LikeLiked by 1 person
[Josie-Marie Perkuhn] On a side note: We are happy to have contributed to this very interesting academic debate on the Taiwan Research and Taiwan Studies. We acknowledge the courtesy of sharing the piece prior publication with us for granting a response. Although I drafted the following comment already two weeks ago, I was encouraged by other colleagues to comment this publicly for deepening the discussion. In addition, I am aware of a much more profound answer written by my colleague and co-author Dr. Chien. Yet, I would like to roughly reply my humble response:
From my point of view, I truly think that in times of declining student numbers in East Asian Studies, to split sources might not be the best way to pursue the goal of creating more interest and profound knowledge about the region. To understand where I am coming from, the disciplinary separation of Modern Chinese and Classical Chinese might be a good case to draw from. If Taiwan Studies is excluded from Sinology this would politically create, in my perspective, to give way parts of the Chinese Culture to the nation-driven politics of the PRC instead of emphasising the shared history. Yet, I do understand that there is a reasonable debate about how Taiwan is not a land-driven or land-defined subject but an ocean defined subject, so it should be researched in contrast to land-defined definitions, as presented at the EATS 2022 by colleagues from the UCLan, i.e. Prof. Niki J.P. Alsford in his key note. Coming from the study of International Relations, I probably will have to need more time to grasp that thought, yet, I am open to further thinking.

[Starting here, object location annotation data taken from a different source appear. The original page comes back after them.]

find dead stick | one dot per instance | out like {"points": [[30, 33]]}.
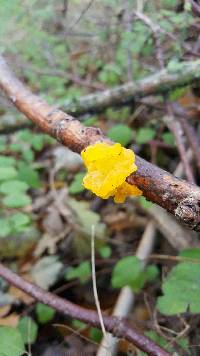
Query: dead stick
{"points": [[175, 195], [117, 327], [192, 138]]}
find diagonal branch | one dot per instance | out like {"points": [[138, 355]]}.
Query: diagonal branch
{"points": [[181, 74], [117, 327], [173, 194]]}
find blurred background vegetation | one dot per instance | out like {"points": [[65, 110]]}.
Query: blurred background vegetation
{"points": [[63, 50]]}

In my personal view, I am convinced that to strengthen the focus from within the Sinology department would do good for the Taiwan research agenda and create more benefits, including: first, China Studies does not equal the study of PR China; Second, a spill-over to political China-strategy will have to include the knowledge of the Cross-straits relations and the importance of Taiwan to world politics in history and presence. (I think it would be a mistake to exclude this in institutional struggles about who’s field of study it is and it would probably segregate the students more, which might lead to blind spot the importance after all.) Third, an institutional integration within East Asia Studies sounds reasonable; as an academic Child of the tendency to Area Studies or East Asian Studies that took place in the last 15-20 Years in Germany I want to stress that we should not be misunderstood in our support for that. I am truly sorry, if that was misleading.
Once again, just a quick summary of my notes distributed in a private E-Mail correspondence. As leader of the Postdoc-Research Team “Taiwan as Pioneer”- (TAP) we would be happy to continue that academic talk and see this dialogue as positive as timewise needed.